HANA SKOBLOW, Staff Writer
• Obama announced a new compromise with religiously affiliated institutions in regards to birth control. Beginning Aug. 1, hospitals and universities with a religious affiliation will not be required to cover contraceptives for their employees; the insurance companies will instead be required to do so with no extra charge. The plan was created to keep women’s health initiatives intact while still supporting religious liberties.
• In a feat of Spaceballs-like incredulity, the Syrian president’s computer was hacked, compromising the inboxes of 78 of Bashar al-Assad’s staff. How did the hacker pull of such an incredible feat? Assad’s password was “12345.” Not joking. The president of Syria’s password may be one of the least secure combinations of all time. As Dark Helmet put it, “That’s the stupidest combination I’ve ever heard! The kind of thing an idiot would have on his luggage!”
• A bill legalizing same-sex marriage passed in Washington on Feb. 9. After passing the State Senate last week, the bill passed in the House with a 55-43 vote. Washington is officially the eighth state to recognize same-sex marriage.
• Some people dream of being proposed to via Megatron, in front of their families, on a cruise, or in the place where the couple shared their first kiss.
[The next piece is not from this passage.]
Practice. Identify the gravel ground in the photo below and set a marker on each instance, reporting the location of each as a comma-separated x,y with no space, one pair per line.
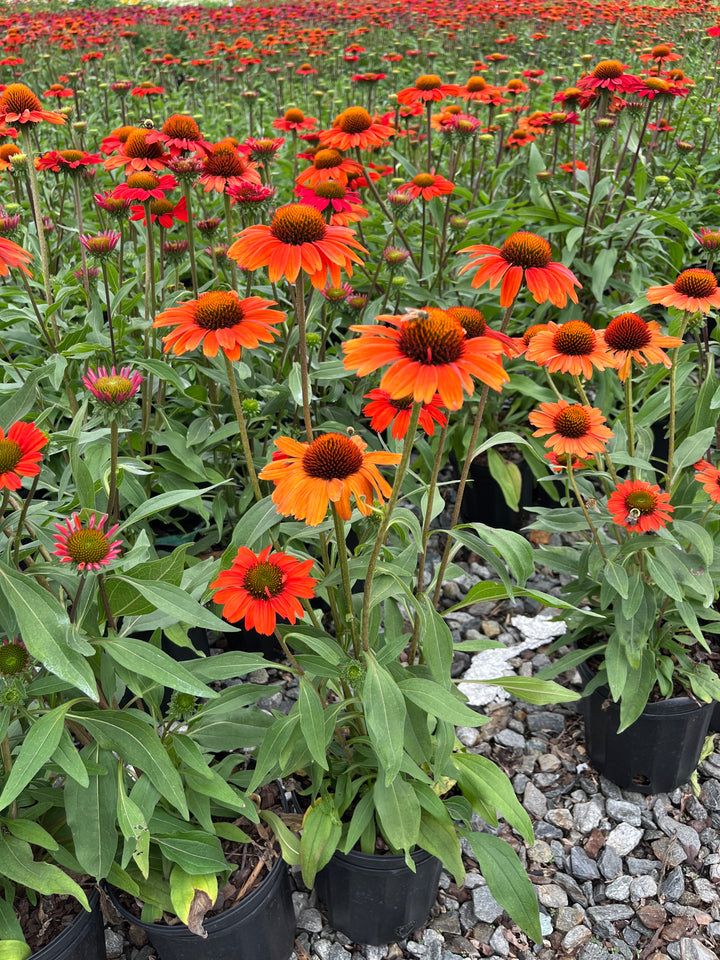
616,873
For those of us who have always wanted to pop the question in a Pizza Hut, dreams are coming true. Pizza Hut is offering a Valentine’s Day engagement special. For $10,010, customers will receive a limo service, a bouquet of flowers, a ruby engagement ring, a fireworks display, and a photographer and videographer to capture the moment your sweetheart says “yes” (unless, of course, he/she doesn’t because you proposed in a Pizza Hut). But that’s not all! After the engagement is official, the happy couple gets to chow down on a Dinner Box, including “a medium one-topping rectangular pan pizza, five breadsticks with marinara sauce and 10 cinnamon sticks with a sweet icing cup.” Does it get any more romantic?
• Nine-year-old Lenny Bowlin was suspended from St. Stanislaus this week for “gross misconduct” during his school’s annual lip-sync fundraiser. Bowlin performed a rendition of Michael Jackson’s “Billie Jean,” complete with the famous groin grab that offended the school’s principal. Bowlin was immediately and indefinitely suspended. The school later issued an apology to all faculty, staff and families for the act. At St. Stanislaus, gross misconduct is defined as any action that “creates a substantial and unjustifiable risk of harm to another person or serious damage to the property of the school or another person, or conduct with substantially impairs the discipline and order of the school environment,” AKA crotch grabbing.
• In a recent interview with the Daily Telegraph, Joan Rivers revealed that she has undergone 739 plastic surgery procedures. The 78-year-old joked that she gets plastic surgery so often that for every 10 procedures she receives, the doctor gives her one for free. However, Rivers is still too nervous to get a tattoo.